残存的前排重装步兵死战不退,以生命为代价,以血肉之躯筑墙,誓死抵挡着匈奴铁骑的践踏,终于给后续的步兵争得了重新列阵的时间,后排的重装步兵迅速后撤五步,重新列阵,等到前排重装步兵被匈奴人斩尽杀绝时,森严完整的拒马阵就如同浴火重生的凤凰已经重新列成。匈奴骑兵刚刚踏过前排重装步兵的尸体,就迎面撞上了后排重装步兵的盾墙。
不过这一次,匈奴人的死伤更为惨重,因为前排重装步兵的拼死抵挡,匈奴人的冲刺速度开始放缓,而骑兵一旦减速,冲刺的威力就会锐减,更容易被汉军的拒马枪所伤,被汉军的盾墙所阻挡,也更容易为藏于防阵之后的弓弩所射杀,这不是草原民族所熟悉所擅长的骚扰战,而是汉军最熟悉最擅长的正面决战!
在汉军冷血有序而又不要命的防御和刺杀下,匈奴骑兵一排接一排倒了下来,虽然汉军的巨盾兵几乎死伤殆尽,但他们成功地遏制了匈奴骑兵冲锋的攻势,双方进入胶着。
北风呼啸,卷起漫天碎雪,冰冷地拍打着周勃的脸庞,一道伤疤从衣领伸出,直至下颏,那是在垓下之战中,姜魁留给他的。

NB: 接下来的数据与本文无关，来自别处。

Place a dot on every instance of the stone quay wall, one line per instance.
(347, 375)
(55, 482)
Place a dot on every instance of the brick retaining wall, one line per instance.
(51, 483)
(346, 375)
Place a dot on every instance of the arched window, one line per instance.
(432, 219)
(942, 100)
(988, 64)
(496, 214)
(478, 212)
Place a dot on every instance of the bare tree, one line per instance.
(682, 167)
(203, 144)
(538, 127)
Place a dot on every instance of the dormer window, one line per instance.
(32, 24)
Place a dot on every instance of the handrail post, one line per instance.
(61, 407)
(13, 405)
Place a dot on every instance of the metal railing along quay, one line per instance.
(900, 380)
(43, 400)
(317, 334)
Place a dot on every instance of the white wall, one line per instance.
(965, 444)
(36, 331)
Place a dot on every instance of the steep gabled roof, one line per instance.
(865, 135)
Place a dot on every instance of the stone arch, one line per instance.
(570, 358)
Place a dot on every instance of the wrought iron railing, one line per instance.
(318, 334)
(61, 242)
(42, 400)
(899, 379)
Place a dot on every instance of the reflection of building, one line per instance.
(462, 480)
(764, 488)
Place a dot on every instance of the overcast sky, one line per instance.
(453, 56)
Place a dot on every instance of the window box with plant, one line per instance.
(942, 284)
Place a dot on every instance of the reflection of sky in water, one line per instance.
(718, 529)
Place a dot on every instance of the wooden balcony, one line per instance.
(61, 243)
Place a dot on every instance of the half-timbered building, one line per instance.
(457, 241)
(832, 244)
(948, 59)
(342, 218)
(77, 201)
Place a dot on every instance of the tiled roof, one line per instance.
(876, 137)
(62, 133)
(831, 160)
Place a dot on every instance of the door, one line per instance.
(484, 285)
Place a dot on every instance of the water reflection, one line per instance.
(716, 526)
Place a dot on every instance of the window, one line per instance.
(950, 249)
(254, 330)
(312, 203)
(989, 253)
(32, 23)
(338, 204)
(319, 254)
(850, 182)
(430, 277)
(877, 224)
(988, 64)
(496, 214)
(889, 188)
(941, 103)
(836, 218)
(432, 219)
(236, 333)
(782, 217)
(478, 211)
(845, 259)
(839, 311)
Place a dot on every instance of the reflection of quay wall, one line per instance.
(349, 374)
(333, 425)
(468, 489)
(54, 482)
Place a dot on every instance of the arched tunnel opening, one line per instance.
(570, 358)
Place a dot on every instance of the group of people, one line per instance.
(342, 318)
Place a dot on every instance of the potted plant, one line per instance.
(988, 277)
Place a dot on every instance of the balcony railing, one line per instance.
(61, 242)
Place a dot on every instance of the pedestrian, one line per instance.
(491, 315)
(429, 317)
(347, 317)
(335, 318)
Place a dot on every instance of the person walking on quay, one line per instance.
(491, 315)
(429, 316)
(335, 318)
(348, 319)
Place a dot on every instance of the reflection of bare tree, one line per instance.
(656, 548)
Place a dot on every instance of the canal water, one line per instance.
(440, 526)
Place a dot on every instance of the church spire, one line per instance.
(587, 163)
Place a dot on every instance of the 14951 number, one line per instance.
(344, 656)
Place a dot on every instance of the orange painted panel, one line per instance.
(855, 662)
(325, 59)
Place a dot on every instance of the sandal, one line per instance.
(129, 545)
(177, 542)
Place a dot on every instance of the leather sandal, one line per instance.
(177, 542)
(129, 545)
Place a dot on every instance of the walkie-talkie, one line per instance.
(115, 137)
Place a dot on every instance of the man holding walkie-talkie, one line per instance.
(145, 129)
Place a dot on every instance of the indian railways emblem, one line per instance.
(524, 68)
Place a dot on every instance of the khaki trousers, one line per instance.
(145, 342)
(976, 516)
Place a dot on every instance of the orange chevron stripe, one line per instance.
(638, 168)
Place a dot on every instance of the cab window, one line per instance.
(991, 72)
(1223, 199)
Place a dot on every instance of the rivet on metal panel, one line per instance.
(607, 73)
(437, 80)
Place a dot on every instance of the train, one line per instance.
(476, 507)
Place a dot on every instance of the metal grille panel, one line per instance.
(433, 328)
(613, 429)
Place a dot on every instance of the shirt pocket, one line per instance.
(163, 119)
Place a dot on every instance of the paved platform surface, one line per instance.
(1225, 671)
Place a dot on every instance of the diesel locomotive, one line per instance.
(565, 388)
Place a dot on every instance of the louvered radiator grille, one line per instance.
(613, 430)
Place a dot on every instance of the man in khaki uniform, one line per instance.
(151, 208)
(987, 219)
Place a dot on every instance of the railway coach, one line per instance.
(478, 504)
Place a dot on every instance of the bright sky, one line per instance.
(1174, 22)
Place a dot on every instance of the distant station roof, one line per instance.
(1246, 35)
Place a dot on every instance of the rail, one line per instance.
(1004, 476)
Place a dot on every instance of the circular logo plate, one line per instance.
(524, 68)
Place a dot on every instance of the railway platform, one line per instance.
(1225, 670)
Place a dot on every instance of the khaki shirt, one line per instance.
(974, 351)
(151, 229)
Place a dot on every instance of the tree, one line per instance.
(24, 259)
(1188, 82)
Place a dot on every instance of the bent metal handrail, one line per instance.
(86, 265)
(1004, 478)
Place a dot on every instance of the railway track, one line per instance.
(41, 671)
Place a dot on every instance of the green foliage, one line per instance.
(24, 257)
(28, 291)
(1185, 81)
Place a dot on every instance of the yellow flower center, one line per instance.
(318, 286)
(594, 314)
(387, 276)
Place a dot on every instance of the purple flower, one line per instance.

此时,周勃是这场大战的主将,至关重要的一战逼着周勃要忘却曾经的一切胜败荣辱,全身心地投入到这场战役中来。此战,是为大汉而战。
猎猎旌旗下,周勃手执长矛,迎风肃然端坐在战马上一动不动,一双杀气腾腾的眼睛盯着前方杀声震天的战场,心中却是战意盎然,男儿处世,当提三尺青锋,决死沙场,纵血溅五步,又有何惜?更何况这场战役关系到大汉皇帝的存亡,也关系着大汉王朝的存亡,绝对不能输!
绵绵不息的战鼓声以及低沉的号角声响彻长空,天地间顿时炽烈起来。
周勃嘴里冒着白气,看着战场不停地下着命令,一片雪花溅到他的鼻尖上,居然让他全身都颤抖了一下。忽然,周勃发现左翼被匈奴的铁骑撕开了一个口子,他脸色微微一变,连忙命令校尉左权上去把窟窿堵住。
左权领命而去。
匈奴的骨都侯夏巴朗率领铁骑呼喝着四处冲杀,充分发挥了铁骑的冲击力,冲开一处阵形,还没等汉军再次集结整队,夏巴朗就又掉头杀了回来,将阵形再次冲开,直到这块方阵的汉兵死伤殆尽,再也无力组阵。
左权见状大怒,急忙率领两万骑兵狠狠地迎着夏巴朗的铁骑洪流撞了上去。
夏巴朗正杀得起劲,侧面突然被一支骑兵撞上,顿时有数百名匈奴人被撞飞。夏巴朗勃然大怒,立即呼喝铁骑转向,朝左权冲了过去。
双方铁骑在短距离里无法发挥战马的冲击力,只能坐在马上捉对厮杀。
左权一眼就看到了酣呼奋战的夏巴朗,便立刻挥手一剑削掉了一名匈奴兵的右臂,然后打马冲向夏巴朗。
夏巴朗远远地就看到一名汉将向自己冲来,他心血潮涌,大喝一声,飞奔迎上。